A U.S. airline industry group issued more than 50 warnings to carriers in May regarding flight safety, Bloomberg is reporting, a condition it attributed to the outbreak of the novel coronavirus that has caused massive disruption to air travel.
Although it gave no context to how many warnings are normally issued by the Commercial Aviation Safety Team, a group made up of the U.S. Federal Aviation Administration, unions and airline officials, Bloomberg noted details of several incidents it discovered through NASA’s Aviation Safety Reporting System.
One nearly empty plane “climbed like a rocket” and caused the flight to exceed their assigned cruising altitude. Other planes have scraped the tails of the planes’ fuselages on the runway on takeoff while others have strayed off course or flown close enough to nearby aircraft to prompt collision alerts.
Airline travel has dropped significantly since government-imposed restrictions were imposed in March to slow the spread of the novel coronavirus.

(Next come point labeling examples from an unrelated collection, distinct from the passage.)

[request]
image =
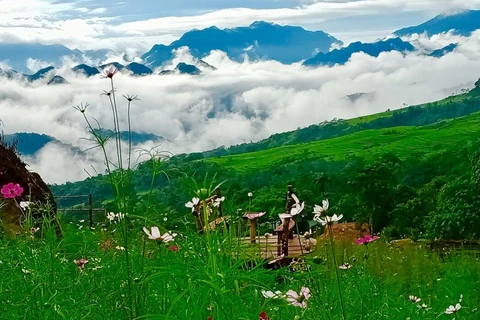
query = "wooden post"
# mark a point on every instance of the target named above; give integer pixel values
(285, 236)
(253, 230)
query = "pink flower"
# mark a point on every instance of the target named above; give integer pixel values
(263, 316)
(81, 263)
(299, 299)
(253, 215)
(11, 190)
(109, 73)
(366, 240)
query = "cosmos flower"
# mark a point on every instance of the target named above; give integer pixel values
(155, 235)
(192, 204)
(366, 239)
(299, 299)
(11, 190)
(345, 266)
(109, 73)
(273, 295)
(453, 309)
(327, 220)
(321, 209)
(81, 263)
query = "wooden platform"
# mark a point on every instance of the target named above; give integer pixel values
(267, 247)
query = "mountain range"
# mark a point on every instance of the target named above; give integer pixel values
(260, 40)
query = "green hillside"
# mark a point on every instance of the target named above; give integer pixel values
(401, 141)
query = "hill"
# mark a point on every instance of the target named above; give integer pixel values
(460, 22)
(260, 40)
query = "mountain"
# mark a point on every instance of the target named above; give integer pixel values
(28, 143)
(342, 55)
(260, 40)
(39, 74)
(462, 22)
(86, 70)
(443, 51)
(57, 80)
(17, 54)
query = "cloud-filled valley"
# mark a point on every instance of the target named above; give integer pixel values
(238, 102)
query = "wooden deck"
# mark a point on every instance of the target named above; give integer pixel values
(268, 247)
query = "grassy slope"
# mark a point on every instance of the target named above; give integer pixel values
(368, 143)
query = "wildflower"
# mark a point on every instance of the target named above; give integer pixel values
(24, 204)
(253, 215)
(11, 190)
(297, 208)
(218, 201)
(155, 235)
(453, 309)
(109, 73)
(345, 266)
(81, 263)
(111, 216)
(273, 295)
(299, 299)
(366, 239)
(327, 220)
(192, 204)
(277, 259)
(318, 210)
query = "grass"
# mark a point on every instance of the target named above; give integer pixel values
(402, 141)
(203, 278)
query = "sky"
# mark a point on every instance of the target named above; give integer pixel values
(240, 101)
(122, 25)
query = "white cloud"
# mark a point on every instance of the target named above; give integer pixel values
(239, 102)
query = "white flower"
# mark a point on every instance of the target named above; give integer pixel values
(318, 210)
(273, 295)
(192, 204)
(155, 235)
(24, 204)
(327, 220)
(453, 309)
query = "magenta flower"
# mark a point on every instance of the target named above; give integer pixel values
(366, 239)
(81, 263)
(109, 73)
(11, 190)
(299, 299)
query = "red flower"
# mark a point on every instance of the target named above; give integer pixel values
(109, 73)
(11, 190)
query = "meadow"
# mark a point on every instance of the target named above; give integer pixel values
(126, 268)
(126, 275)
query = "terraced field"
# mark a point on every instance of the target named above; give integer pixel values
(402, 141)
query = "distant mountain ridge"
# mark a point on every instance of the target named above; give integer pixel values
(260, 40)
(462, 22)
(342, 55)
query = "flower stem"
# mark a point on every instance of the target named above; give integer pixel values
(336, 270)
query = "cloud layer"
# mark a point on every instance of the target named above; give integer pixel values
(239, 102)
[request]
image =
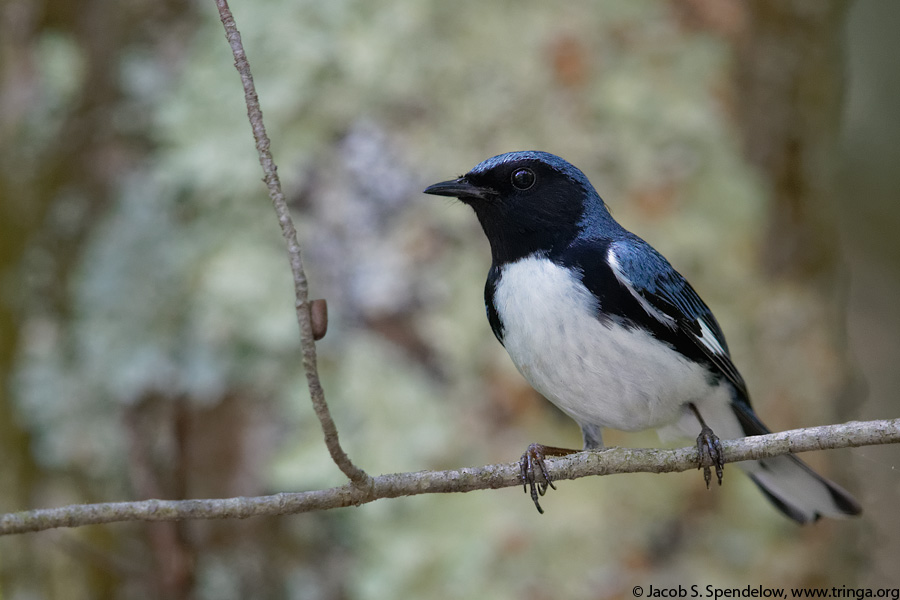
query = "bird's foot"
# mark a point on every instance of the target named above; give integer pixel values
(533, 461)
(711, 454)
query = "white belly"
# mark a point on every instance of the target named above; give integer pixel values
(598, 373)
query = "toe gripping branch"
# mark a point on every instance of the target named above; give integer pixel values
(532, 461)
(709, 448)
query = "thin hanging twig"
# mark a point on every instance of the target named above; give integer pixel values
(301, 287)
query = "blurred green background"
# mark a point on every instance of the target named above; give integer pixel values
(148, 346)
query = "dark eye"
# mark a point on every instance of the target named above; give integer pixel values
(522, 179)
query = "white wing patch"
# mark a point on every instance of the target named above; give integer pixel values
(623, 279)
(709, 339)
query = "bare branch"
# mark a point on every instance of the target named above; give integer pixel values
(301, 288)
(605, 462)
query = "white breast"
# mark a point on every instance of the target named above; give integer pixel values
(599, 373)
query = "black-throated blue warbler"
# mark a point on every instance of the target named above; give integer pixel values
(602, 325)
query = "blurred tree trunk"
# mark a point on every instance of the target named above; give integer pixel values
(789, 86)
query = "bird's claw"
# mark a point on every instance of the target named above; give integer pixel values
(711, 454)
(531, 461)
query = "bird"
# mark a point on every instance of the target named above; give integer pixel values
(602, 325)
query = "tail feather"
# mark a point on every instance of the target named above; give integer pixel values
(798, 491)
(792, 486)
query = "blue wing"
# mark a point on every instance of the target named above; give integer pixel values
(637, 287)
(667, 296)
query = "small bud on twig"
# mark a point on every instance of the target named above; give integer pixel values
(318, 314)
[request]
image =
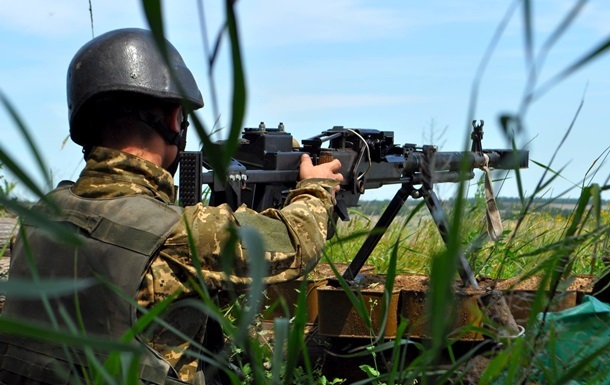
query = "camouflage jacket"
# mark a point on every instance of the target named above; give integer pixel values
(293, 236)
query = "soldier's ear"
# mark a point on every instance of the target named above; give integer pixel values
(174, 118)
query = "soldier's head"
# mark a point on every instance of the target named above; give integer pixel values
(120, 87)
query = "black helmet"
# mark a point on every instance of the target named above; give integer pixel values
(125, 61)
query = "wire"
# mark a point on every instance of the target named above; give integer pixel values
(368, 151)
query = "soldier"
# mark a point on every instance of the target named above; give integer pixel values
(129, 111)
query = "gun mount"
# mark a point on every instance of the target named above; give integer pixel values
(265, 166)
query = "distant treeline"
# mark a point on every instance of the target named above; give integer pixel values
(508, 206)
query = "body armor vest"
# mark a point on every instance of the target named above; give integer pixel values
(118, 237)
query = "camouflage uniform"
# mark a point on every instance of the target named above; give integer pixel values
(293, 237)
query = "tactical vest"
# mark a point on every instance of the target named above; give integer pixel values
(118, 239)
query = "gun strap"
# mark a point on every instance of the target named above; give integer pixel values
(494, 222)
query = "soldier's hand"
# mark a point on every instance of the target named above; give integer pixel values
(328, 170)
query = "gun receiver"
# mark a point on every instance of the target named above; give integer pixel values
(265, 166)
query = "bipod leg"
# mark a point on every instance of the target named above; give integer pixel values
(440, 219)
(380, 227)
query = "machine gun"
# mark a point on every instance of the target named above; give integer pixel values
(265, 166)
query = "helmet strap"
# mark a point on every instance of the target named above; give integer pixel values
(176, 138)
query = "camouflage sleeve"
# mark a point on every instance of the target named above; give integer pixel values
(293, 237)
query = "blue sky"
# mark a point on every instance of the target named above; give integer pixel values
(399, 66)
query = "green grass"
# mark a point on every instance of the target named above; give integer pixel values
(533, 242)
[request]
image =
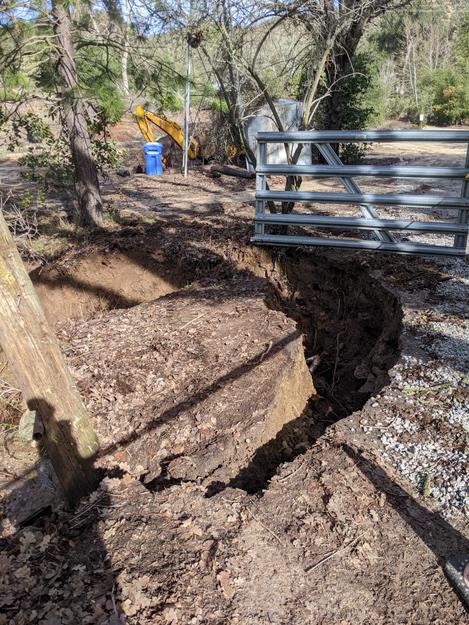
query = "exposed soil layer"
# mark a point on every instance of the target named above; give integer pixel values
(193, 383)
(349, 324)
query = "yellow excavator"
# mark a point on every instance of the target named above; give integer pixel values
(172, 129)
(197, 149)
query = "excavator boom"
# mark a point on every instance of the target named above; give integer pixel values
(172, 129)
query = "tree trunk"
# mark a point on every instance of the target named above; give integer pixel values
(42, 375)
(125, 50)
(340, 65)
(90, 207)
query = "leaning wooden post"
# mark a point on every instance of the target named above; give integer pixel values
(35, 358)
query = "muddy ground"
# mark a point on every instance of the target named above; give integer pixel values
(284, 432)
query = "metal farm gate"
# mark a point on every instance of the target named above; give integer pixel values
(370, 220)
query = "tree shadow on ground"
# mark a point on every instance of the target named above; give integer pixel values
(54, 565)
(439, 536)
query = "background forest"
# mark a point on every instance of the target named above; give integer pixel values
(69, 71)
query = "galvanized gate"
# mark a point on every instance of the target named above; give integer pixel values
(383, 228)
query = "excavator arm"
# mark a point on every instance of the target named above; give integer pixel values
(172, 129)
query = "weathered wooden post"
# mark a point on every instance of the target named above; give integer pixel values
(36, 360)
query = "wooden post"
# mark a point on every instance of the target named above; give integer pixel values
(36, 360)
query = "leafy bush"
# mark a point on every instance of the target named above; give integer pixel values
(450, 98)
(49, 162)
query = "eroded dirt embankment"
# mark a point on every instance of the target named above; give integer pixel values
(210, 381)
(328, 536)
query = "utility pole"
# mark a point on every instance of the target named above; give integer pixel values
(42, 375)
(187, 108)
(187, 102)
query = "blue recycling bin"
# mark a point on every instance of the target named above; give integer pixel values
(153, 159)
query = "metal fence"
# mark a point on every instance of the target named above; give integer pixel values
(383, 229)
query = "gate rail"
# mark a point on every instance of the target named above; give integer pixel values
(370, 219)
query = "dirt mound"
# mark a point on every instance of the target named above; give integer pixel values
(193, 383)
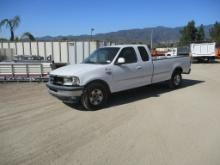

The warnings by the Commercial Aviation Safety Team indicated unusual factors airlines need to monitor, such as include tracking safety data related to unusually light aircraft, stresses from employees fearing they could become infected by the flu-like COVID-19 and possible fuel contamination in planes that were idled.
Pilots have reported unusually light planes due to few passengers behaving unexpectedly, an inability to maintain cabin pressure and a failure to complete safety paperwork because boarding was completed much faster than normal.
“Despite the challenging circumstances, the agency continues to provide the same high level of safety oversight of airlines and other operators that the public expects and deserves,” the FAA said to Bloomberg in a statement. “We are closely monitoring the data we receive from voluntary reporting systems and have increased the number of information-sharing meetings we’re holding with operators.”
Hassan Shahidi, president of the nonprofit Flight Safety Foundation, said ther have been no significant incidents.
“There is certainly a concern that all of these things could be a distraction to crews and could result in an undesirable situation,” Shahidi said.